In other words, rationality and intuition are evolving mirror images of each other. Right brain emotional connection to and perception of the world give rise to left brain intellectual reasoning out and explanation of that world. Left brain intellectual explanation likewise affects and influences right hemisphere perceptions and emotional experience of those relationships, which motivates further intellectual/rational explorations. The right hemisphere's ability to consciously perceive the world in its four dimensional reality makes little sense if we can't abstract, order, manipulate, and communicate our understanding of such experiences and their subjective value to ourselves and others. And being able to reason and communicate makes no sense if you cannot perceive the context of your communication and the changes in yourself and the world that take place as a result of your understandings, communication, and behavior.

If we use our brains as a model, it has not been possible for nature to create a being that can verbally explain itself, that is, the relationship it has discovered between its body and its personal needs (both biological and psychological), and the rest of the world, by the same conscious neural processes that that relationship is apprehended directly.

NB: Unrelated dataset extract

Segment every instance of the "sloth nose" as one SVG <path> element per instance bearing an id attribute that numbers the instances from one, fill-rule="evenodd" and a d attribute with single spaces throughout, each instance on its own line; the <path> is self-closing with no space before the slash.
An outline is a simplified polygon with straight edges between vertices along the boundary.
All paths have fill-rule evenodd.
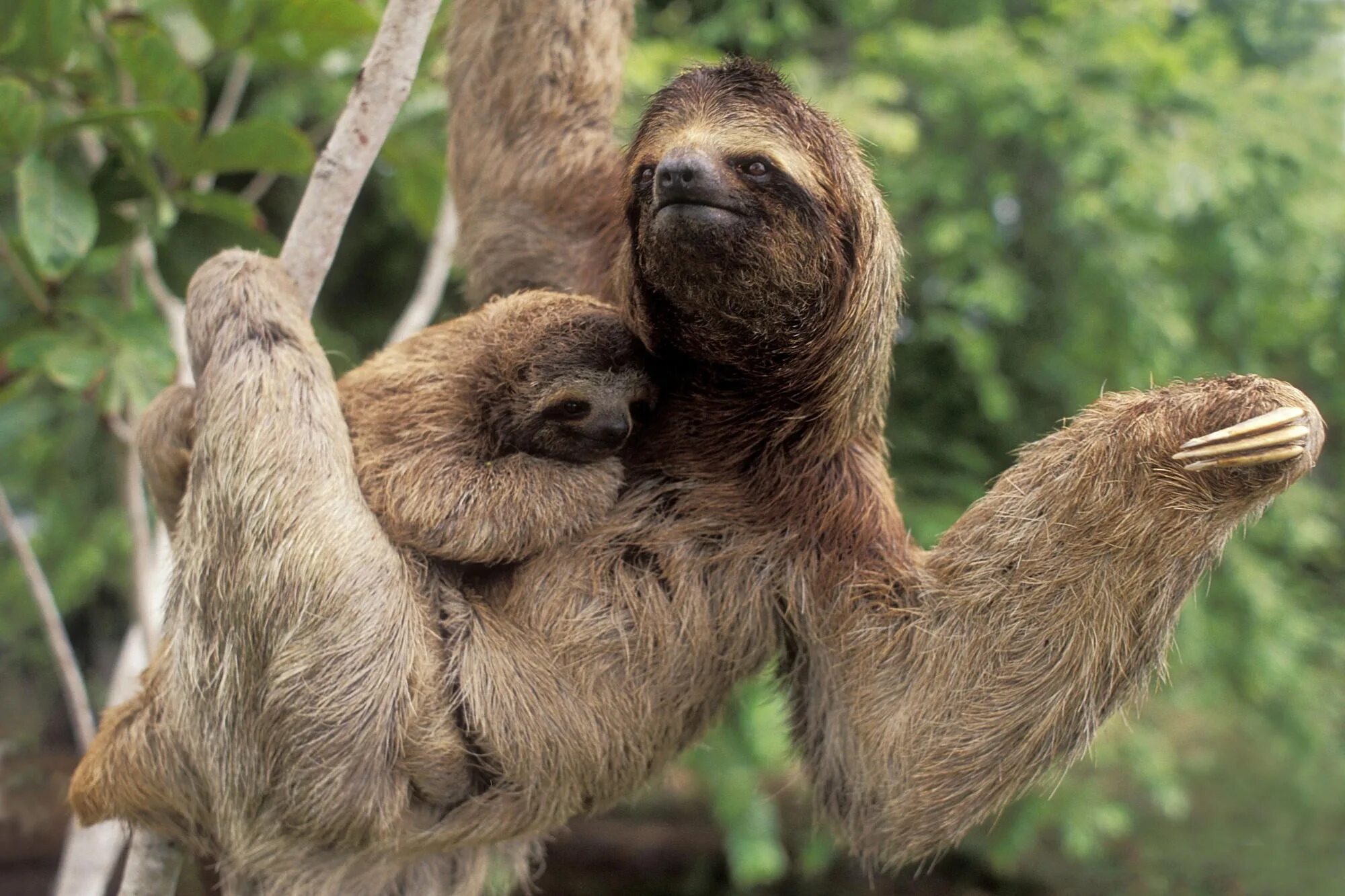
<path id="1" fill-rule="evenodd" d="M 701 149 L 672 149 L 654 170 L 659 207 L 675 202 L 718 204 L 726 194 L 720 165 Z"/>
<path id="2" fill-rule="evenodd" d="M 594 441 L 616 448 L 631 435 L 631 421 L 624 414 L 612 414 L 594 420 L 585 429 Z"/>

That is, it is not possible unless we consider the two hemispheres and the world of which they are a part as one unified process.

Then the brain and nature can begin to make sense. And in the final analysis (undertaken by our consciously operating central nervous system), we might say that the two hemispheres are really extensions of each other. The right hemisphere can think propositionally and speak—richly, literally, metaphorically, abstractly, flexibly—it does so through its left hemisphere extension. And the left hemisphere can experience the world as it is—in all its dynamic environmental, emotional, and contextual subtlety—it does so through its right hemisphere branch. And through the processes facilitated by this remarkable natural system we call the brain, this organ (we) can come to evolve a knowing of the value, capacities, limitations, and possibilities of this system for the benefit of the world it and we are part of and that it and we are creating by our existence on the planet.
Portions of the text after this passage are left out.